City did miles for every bar Liverpool this season, which piqued them by a point
So for City, there was no delay. It ended at six and that was fun enough for the neutral. Guardiola has concluded the season with three domestic trophies to add to the Community Shield and one would imagine his work in England will be done as soon as he conquers the Champions League.
He mentioned that one, escaped trophy began almost as soon as his press conference after the match, and he realizes a little about it. It's understandable.
City are arguably Europe's best team, but have yet to contend for a Champions League final.
But that kind of fresh thing happens in sports and it shouldn't ruin the greatness of the city. Saturday they met a decent Premier League team and absolutely destroyed them.
Watford were playful, but none of that really mattered. This was not even City's strongest team. No Kevin De Bruyne and no Sergio Aguero. Young Phil Foden didn't even sit on the sofa. But it didn't matter. The speed of & # 39; city and the use of & # 39; e width of the field were too much for Watford.
Riyad Mahrez gave Jose Holebas such a miserable time in the first half that the Watford defender wished that the red card he received in & # 39; the last game of the league season was probably not dismissed.
De Bruyne – 35 minutes on – got the man of the & # 39; match through the BBC and that was daft. A more worthy recipient would be Mahrez or David Silva than maybe Sterling.

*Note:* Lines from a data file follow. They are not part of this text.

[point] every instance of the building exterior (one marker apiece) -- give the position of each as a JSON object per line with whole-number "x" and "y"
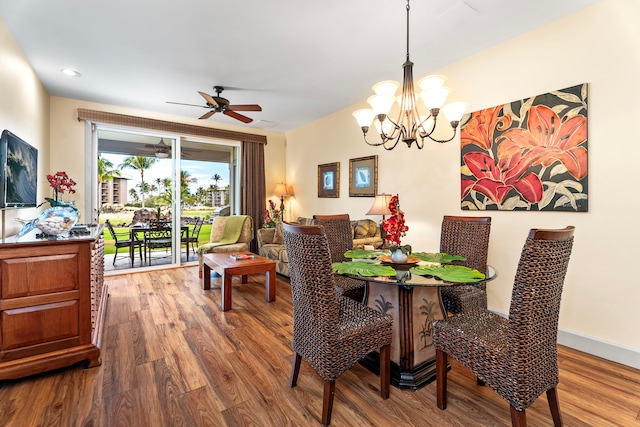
{"x": 114, "y": 191}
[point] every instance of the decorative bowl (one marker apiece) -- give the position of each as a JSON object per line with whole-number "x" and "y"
{"x": 57, "y": 221}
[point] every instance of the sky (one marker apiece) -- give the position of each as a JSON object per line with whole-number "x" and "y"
{"x": 202, "y": 171}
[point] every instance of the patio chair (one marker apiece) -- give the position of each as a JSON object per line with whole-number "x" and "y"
{"x": 123, "y": 240}
{"x": 331, "y": 332}
{"x": 515, "y": 356}
{"x": 190, "y": 239}
{"x": 156, "y": 238}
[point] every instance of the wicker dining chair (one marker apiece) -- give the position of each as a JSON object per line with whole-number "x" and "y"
{"x": 517, "y": 357}
{"x": 467, "y": 236}
{"x": 331, "y": 332}
{"x": 339, "y": 234}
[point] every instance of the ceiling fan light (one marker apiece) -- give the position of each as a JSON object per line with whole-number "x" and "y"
{"x": 429, "y": 82}
{"x": 435, "y": 97}
{"x": 386, "y": 87}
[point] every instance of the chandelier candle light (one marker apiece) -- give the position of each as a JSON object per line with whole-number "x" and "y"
{"x": 410, "y": 123}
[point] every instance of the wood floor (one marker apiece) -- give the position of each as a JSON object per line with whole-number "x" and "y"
{"x": 170, "y": 357}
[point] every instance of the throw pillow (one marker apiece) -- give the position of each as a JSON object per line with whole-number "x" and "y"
{"x": 278, "y": 236}
{"x": 363, "y": 229}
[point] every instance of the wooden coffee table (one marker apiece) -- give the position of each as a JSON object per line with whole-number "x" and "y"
{"x": 227, "y": 267}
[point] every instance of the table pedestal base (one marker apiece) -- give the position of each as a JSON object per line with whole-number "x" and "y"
{"x": 413, "y": 309}
{"x": 412, "y": 379}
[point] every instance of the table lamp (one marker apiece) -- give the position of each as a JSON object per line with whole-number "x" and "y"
{"x": 282, "y": 192}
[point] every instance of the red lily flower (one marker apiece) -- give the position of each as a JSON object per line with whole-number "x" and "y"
{"x": 549, "y": 139}
{"x": 480, "y": 128}
{"x": 496, "y": 179}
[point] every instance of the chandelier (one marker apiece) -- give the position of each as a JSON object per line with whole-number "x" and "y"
{"x": 410, "y": 125}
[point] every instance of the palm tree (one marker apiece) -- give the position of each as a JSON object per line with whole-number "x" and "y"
{"x": 139, "y": 163}
{"x": 185, "y": 180}
{"x": 106, "y": 172}
{"x": 216, "y": 178}
{"x": 212, "y": 189}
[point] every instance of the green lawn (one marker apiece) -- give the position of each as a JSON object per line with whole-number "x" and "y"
{"x": 109, "y": 242}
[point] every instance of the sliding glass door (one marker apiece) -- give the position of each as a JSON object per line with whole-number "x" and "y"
{"x": 147, "y": 181}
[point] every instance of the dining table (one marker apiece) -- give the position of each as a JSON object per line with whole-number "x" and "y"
{"x": 141, "y": 228}
{"x": 411, "y": 294}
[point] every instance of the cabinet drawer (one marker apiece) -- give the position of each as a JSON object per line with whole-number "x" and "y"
{"x": 39, "y": 324}
{"x": 37, "y": 275}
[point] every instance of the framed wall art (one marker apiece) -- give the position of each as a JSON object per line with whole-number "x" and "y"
{"x": 329, "y": 180}
{"x": 529, "y": 154}
{"x": 363, "y": 176}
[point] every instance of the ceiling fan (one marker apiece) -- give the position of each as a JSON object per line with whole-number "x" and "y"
{"x": 218, "y": 104}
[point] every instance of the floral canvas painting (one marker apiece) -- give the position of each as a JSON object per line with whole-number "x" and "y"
{"x": 529, "y": 154}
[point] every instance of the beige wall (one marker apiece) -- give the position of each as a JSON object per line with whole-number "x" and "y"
{"x": 24, "y": 110}
{"x": 599, "y": 46}
{"x": 67, "y": 140}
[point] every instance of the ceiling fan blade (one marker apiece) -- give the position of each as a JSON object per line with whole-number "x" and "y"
{"x": 207, "y": 115}
{"x": 209, "y": 99}
{"x": 191, "y": 105}
{"x": 245, "y": 107}
{"x": 238, "y": 116}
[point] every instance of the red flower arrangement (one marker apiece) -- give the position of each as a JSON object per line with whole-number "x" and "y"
{"x": 394, "y": 226}
{"x": 60, "y": 182}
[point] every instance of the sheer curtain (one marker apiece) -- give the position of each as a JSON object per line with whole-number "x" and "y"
{"x": 252, "y": 182}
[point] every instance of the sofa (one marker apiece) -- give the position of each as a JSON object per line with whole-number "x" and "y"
{"x": 217, "y": 228}
{"x": 271, "y": 240}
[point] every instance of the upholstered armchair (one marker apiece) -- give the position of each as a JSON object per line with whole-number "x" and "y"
{"x": 225, "y": 237}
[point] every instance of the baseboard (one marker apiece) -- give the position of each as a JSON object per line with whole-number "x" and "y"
{"x": 596, "y": 347}
{"x": 606, "y": 350}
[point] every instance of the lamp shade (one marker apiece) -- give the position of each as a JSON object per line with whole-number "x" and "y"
{"x": 281, "y": 190}
{"x": 380, "y": 205}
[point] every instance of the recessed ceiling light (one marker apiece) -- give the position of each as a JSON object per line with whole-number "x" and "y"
{"x": 70, "y": 72}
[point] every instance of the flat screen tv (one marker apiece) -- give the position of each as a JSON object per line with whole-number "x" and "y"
{"x": 18, "y": 172}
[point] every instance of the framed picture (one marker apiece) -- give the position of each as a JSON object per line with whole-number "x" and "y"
{"x": 329, "y": 180}
{"x": 363, "y": 176}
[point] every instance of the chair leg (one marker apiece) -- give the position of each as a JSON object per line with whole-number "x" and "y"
{"x": 385, "y": 371}
{"x": 295, "y": 369}
{"x": 518, "y": 418}
{"x": 554, "y": 406}
{"x": 327, "y": 401}
{"x": 441, "y": 379}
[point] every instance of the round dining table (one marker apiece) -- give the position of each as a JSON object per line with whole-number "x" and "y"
{"x": 414, "y": 302}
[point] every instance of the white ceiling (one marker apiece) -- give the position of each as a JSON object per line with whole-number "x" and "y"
{"x": 300, "y": 60}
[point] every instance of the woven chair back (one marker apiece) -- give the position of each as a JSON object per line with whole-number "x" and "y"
{"x": 535, "y": 303}
{"x": 467, "y": 237}
{"x": 315, "y": 305}
{"x": 339, "y": 234}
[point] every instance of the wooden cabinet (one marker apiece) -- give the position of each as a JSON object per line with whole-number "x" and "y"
{"x": 52, "y": 303}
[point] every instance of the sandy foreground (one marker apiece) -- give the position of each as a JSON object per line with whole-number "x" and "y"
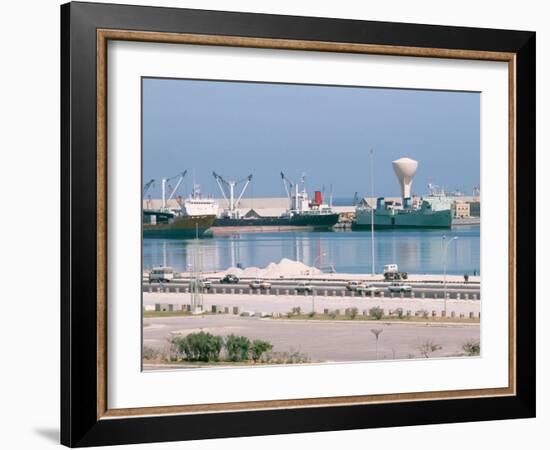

City packed their first piece of silverware earlier in their campaign with the Carabao Cup
But this was a complete team performance. To say that Kompany and his fellow central defender Aymeric Laporte sounded strangely strange after such a one-sided game, but that was one of the reasons why it was so unbalanced.
Deeney had suggested before that he could bully Kompany a little. The truth is that we never saw the Watford man.
Towns are too good. Too good for Liverpool by a single Premier League point and too good for anyone else by an absolute mile. Some say it's not good for the game, but that's nonsense.
The little baby in a Watford wig that shows up on the big screen and looks full will not have the best day of his young life, but one day his parents will explain to him explicitly what it was he saw .
Not one of us should resist it and we should not reduce it. We have to enjoy it, and it won't be here forever.